Outro personagem dessa história mal contada é o reverendo Amilton Gomes de Paula (não se sabe ao certo de que igreja seria reverendo), que preside uma organização não-governamental (ONG) com nome para lá de governamental, a Secretaria Nacional de Assuntos Humanitários (Senah), que bem poderia ser órgão do Ministério da Mulher, da Família e dos Direitos, aquele da Damares Alves. O reverendo, acreditem, abriu as portas do Ministério da Saúde para o tal cabo da PM de Alfenas. Sou do tempo em que você só entrava no ministério para entrevistar alguém depois de várias tratativas, hora marcada, apresentando documentos.

Agora, qualquer um vai entrando no Ministério da Saúde sem a menor cerimônia, para vender vacinas que não existem e ainda por cima cobrar “comissionamento”. Desde que essa história veio a público, fico me perguntando o que teriam dito se o governo pagasse as 400 milhões de doses e não aparecesse vacina alguma, ou o que os europeus fariam se as vacinas aparecessem de repente por aqui. 

 

Covaxin

E, não bastasse a encrenca da AstraZeneca, tem também a da Covaxin indiana, que o senador e filho presidencial Flávio Bolsonaro disse ter “uma reputação boa”, durante o depoimento na CPI de Emanuela Medrades, diretora técnica da Precisa Medicamentos, uma empresa famosa por frequentar o noticiário. Seu proprietário é acusado de calote no fundo de pensão da Ordem dos Advogados do Brasil (OAB) do Rio de Janeiro, a companhia é investigada por venda de testes para COVID-19 de qualidade duvidosa e outra firma do mesmo dono vem sendo multada e cobrada por órgãos públicos por vender medicamentos de alto custo, receber o pagamento e não entregar a mercadoria. O senador Flávio aparece de vez em quando nas sessões da CPI para desacreditar testemunhas, vociferar que o governo do pai é impoluto e competente e acusar governadores e prefeitos de corrupção. Mas desconhece o significado de “boa reputação”.

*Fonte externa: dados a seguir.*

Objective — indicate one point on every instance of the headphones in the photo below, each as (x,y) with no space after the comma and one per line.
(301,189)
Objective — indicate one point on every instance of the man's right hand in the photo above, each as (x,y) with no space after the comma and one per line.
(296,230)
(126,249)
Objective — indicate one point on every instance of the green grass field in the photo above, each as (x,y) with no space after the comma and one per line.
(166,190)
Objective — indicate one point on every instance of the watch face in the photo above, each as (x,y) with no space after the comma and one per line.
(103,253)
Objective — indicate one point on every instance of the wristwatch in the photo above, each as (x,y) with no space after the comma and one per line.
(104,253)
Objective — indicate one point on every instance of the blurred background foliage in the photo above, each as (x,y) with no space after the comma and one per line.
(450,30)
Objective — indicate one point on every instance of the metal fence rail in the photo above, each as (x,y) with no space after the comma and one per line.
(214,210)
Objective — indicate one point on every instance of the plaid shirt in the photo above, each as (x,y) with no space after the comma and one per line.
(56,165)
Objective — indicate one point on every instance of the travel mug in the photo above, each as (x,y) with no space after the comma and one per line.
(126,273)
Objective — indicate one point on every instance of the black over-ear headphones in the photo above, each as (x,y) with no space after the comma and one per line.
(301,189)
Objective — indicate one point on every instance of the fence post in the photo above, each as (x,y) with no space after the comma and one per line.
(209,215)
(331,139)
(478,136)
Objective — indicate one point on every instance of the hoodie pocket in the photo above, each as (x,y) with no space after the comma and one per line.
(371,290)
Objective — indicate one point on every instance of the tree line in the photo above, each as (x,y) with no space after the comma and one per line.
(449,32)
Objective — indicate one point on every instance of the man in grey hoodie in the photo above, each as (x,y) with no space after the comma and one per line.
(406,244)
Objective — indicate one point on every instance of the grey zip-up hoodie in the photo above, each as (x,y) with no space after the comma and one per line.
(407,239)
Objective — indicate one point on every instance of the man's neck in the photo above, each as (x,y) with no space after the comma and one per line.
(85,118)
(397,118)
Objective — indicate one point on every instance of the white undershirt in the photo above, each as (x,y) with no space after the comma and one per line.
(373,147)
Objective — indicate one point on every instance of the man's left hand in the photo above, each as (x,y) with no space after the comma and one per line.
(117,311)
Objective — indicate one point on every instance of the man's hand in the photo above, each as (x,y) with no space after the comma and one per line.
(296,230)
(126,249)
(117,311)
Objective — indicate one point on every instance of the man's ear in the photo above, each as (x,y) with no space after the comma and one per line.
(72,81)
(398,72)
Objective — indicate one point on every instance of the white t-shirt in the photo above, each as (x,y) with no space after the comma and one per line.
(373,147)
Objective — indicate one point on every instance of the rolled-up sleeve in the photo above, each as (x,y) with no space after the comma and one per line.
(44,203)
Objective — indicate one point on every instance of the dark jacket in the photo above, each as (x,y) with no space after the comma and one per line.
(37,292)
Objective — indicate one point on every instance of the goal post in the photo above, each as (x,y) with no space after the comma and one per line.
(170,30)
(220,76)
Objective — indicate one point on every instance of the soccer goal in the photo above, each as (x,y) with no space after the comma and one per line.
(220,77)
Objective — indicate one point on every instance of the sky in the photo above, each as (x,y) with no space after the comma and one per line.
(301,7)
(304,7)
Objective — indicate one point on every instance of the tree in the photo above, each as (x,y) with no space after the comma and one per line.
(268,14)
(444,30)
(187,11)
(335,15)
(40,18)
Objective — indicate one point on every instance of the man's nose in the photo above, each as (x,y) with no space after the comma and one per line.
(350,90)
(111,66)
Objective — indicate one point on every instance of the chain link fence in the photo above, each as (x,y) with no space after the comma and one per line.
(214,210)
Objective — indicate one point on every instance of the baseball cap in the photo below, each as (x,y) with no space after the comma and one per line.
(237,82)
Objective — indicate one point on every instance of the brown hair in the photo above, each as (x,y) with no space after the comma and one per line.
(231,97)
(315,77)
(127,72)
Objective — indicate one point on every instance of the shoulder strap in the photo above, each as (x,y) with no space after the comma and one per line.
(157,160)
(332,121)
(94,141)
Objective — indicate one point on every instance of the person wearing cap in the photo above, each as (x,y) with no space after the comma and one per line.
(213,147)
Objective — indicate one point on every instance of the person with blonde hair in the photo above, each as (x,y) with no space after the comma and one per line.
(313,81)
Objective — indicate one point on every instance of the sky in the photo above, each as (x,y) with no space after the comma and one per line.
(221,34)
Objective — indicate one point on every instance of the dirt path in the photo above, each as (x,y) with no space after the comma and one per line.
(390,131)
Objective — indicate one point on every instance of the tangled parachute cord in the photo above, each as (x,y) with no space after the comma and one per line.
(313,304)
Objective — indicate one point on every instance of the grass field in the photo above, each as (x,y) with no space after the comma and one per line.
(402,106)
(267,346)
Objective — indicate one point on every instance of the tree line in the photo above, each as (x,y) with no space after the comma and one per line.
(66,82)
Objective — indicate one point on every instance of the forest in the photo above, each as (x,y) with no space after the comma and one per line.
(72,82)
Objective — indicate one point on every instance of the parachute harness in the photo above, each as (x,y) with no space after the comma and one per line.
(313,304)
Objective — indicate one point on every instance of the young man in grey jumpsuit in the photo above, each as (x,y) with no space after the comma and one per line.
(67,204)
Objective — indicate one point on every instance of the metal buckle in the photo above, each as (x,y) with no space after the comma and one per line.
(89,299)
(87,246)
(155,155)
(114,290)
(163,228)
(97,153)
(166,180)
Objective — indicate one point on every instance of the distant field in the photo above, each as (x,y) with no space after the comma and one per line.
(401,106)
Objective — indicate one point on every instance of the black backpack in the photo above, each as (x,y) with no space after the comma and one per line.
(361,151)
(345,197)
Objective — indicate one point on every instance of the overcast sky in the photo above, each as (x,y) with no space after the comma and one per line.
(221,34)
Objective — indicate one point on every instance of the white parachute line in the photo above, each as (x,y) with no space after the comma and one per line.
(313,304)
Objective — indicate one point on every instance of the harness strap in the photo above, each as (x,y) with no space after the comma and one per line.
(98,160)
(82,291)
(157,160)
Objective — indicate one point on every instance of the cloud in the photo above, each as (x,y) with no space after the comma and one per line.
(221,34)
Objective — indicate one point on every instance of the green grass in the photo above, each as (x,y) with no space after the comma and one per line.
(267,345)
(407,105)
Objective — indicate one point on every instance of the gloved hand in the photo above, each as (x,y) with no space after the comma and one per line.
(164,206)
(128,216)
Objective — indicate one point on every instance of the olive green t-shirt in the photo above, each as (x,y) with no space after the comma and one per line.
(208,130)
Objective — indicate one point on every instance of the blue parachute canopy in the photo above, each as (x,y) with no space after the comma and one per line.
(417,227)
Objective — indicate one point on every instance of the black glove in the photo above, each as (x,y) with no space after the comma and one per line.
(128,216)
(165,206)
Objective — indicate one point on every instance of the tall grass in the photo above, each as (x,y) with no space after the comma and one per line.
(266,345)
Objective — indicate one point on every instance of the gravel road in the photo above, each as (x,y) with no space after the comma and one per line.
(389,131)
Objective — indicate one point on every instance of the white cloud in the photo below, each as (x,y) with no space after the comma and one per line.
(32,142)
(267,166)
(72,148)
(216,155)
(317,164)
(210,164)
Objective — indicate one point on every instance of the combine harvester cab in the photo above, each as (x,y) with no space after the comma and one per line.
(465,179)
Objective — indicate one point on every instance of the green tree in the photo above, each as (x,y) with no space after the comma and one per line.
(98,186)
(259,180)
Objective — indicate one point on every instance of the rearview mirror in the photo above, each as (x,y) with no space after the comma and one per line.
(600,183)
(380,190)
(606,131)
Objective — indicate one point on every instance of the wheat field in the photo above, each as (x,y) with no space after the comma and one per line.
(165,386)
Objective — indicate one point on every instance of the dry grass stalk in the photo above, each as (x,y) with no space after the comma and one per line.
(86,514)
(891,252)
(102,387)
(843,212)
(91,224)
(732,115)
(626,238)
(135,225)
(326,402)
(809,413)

Quando a Drugs Controller General of India (DCGI), a agência regulatória do país, liberou o uso emergencial da Covaxin, no dia 3 de janeiro, o primeiro-ministro Narendra Modi exaltou a conquista da autossuficiência vacinal indiana. Modi, populista, nacionalista e, como Bolsonaro, ganhador de um IgNobel pandêmico, por ter dito que a prática de yoga previne a COVID-19, também andou promovendo seu "kit covid", composto por cloroquina e ivermectina e que nem era gratuito: cobravam-se US$ 3 o kit. Mas no dia seguinte o jogo virou. Médicos, cientistas e ex-ministros da Saúde criticaram duramente a liberação, que ocorreu após a fase 2 de testes clínicos e sem divulgação de dados que embasassem a decisão.

Os testes de fase 3 ainda estavam em andamento e pelo menos um desses testes está sob suspeita: nos Emirados Árabes Unidos, há voluntários com o mesmo nome, idade e endereço repetidas vezes, como se fossem pessoas diferentes. Autoridades de saúde e médicos estavam nos jornais e nas TVs recomendando que ninguém tomasse a vacina, pois não se sabia nada sobre sua eficácia. A Covaxin estava disponível para venda simplesmente porque encalhou, e apareceu a oportunidade para que a Precisa se apresentasse para representar a Bharat Biotech, a segunda maior fabricante de vacinas da Índia, como exige a legislação brasileira.

Líder do governo na Câmara, o deputado federal Ricardo Barros (Progressistas-PR), uma espécie de czar do Ministério da Saúde há anos, saiu correndo para apresentar um projeto de lei que concede registro automático de medicamentos pela Anvisa a produtos autorizados previamente por uma ampla lista de agências regulatórias estrangeiras, incluindo, claro, a indiana e, por pressão do Consórcio do Nordeste, a russa. Até as agências da Argentina e México, que são meras repartições burocráticas, entraram no pacote.

A Covaxin é uma vacina clássica, de vírus inativado, como a Coronavac, e custa na Índia US$ 4 a dose. Mas, para exportação, ela custa US$ 15 (a Coronavac custa US$10), o maior preço entre as vacinas negociadas pelo Brasil. Não bastasse, o pagamento adiantado deveria ser feito a uma terceira empresa instalada num paraíso fiscal, Cingapura.

Mas aí, no comecinho de março, a pandemia avançou ferozmente pela Índia, que registra, oficialmente, 420 mil mortos, mas segundo especialistas tem um número de vítimas dez vezes maior. Por conta disso, a Índia de Modi não está mais interessada em exportar seus insumos e vacinas. De qualquer forma, tanto a Precisa quanto Ricardo Barros viraram alvos da CPI, e o que era o escândalo dos mais de 500 mil mortos virou a história de uma inacreditável sucessão de tentativas de golpes, não os de Estado, mas do vigário, em que o nome do coronel Élcio Franco, ex-secretário executivo do Ministério da Saúde de Pazuello, aparece de modo recorrente.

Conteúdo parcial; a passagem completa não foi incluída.